Spot Capacity, Schedulers and Gen AI
Weaving together three unlikely aspects of the cloud
Spot capacity is great. You get cheap compute; the cloud vendor gets to use some spare capacity and make a bit more money. Everyone is happy.
Sometimes, and more often than you’d think, you can even get away with pretending spot capacity can’t be reclaimed at any point and still run your long running workloads. I’m not recommending you do it, but if you can get away with it, sure why not! Checkpointing or breaking down to smaller tasks can be a lot of work so the temptation to ignore that requirement is strong.
Ultimately though if a scrappy AI startup comes along and eats all your GPUs or power problems mean the hyperscaler decides to turn off half the region you operate in and your spot capacity suddenly becomes a lot sketchier than it used to, you’re on your own. That was the deal. If they want it, they get it back and you get evicted. Whenever they like. Even if you’re in the middle of million dollar calculation. They’ll play you the smallest violin in the world if you complain.

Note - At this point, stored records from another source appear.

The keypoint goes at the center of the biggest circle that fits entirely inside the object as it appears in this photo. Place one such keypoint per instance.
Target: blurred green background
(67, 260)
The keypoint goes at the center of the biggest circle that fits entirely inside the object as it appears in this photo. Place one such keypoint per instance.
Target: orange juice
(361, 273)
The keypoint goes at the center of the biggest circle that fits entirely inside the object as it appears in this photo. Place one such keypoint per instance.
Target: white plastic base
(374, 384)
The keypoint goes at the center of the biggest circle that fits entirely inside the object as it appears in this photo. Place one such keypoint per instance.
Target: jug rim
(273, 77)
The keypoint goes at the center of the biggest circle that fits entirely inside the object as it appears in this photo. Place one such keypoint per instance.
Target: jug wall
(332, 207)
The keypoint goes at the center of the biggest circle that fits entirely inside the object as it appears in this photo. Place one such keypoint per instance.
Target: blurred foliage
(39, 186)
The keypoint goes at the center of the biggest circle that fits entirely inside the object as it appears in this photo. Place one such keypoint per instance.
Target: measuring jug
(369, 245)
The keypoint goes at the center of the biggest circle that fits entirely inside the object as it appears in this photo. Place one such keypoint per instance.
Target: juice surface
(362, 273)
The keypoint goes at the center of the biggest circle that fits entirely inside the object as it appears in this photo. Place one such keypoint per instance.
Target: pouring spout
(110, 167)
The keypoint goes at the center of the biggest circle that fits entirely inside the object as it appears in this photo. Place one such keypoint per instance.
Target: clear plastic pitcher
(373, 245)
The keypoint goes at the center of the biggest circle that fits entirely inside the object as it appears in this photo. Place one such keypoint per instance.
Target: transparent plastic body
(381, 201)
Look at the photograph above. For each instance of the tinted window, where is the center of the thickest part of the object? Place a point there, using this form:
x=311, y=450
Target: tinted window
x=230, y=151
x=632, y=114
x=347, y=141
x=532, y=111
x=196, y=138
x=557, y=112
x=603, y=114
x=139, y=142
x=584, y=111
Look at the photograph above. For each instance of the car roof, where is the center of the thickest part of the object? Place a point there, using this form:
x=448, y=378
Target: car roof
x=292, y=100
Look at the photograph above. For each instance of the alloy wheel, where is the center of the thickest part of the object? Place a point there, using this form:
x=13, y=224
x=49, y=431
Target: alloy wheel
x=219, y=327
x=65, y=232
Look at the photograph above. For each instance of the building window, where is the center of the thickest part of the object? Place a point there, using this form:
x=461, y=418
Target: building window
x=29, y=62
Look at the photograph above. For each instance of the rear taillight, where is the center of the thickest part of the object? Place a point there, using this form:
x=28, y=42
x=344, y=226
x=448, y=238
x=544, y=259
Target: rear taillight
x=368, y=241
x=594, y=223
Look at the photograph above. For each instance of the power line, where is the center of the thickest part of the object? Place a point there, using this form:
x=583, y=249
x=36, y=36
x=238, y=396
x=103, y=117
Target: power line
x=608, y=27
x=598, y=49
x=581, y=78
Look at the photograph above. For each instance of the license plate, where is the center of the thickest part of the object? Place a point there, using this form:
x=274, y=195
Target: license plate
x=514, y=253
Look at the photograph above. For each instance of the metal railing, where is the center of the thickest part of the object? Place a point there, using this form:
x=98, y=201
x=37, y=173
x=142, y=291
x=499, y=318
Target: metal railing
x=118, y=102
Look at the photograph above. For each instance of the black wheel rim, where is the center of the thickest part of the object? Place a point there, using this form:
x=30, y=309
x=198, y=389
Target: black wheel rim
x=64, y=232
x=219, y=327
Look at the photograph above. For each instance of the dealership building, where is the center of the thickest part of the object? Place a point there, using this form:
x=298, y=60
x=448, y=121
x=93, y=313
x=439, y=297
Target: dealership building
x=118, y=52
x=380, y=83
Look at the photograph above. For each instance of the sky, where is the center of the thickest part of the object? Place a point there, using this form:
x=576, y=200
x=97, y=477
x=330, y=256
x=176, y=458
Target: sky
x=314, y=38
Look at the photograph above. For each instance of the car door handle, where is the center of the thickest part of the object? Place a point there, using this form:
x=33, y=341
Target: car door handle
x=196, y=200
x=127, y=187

Not a problem, you move your workload to a different region or VM type or maybe even vendor. It isn’t really that hard to do after all right. Here’s my question though. Why, as a user of large scale cloud compute, am I still having to even think about this. Why isn’t this basic compute infrastructure that I just use?
Cloud infrastructure has made huge advances over simple on prem servers of yore. K8 and serverless functions to name but two. Yet I still can’t just ask for “compute” and let the system figure out where it should land (within some parameter I can define).
I guess AWS, Azure and Google are too busy giving us Gen AI instead.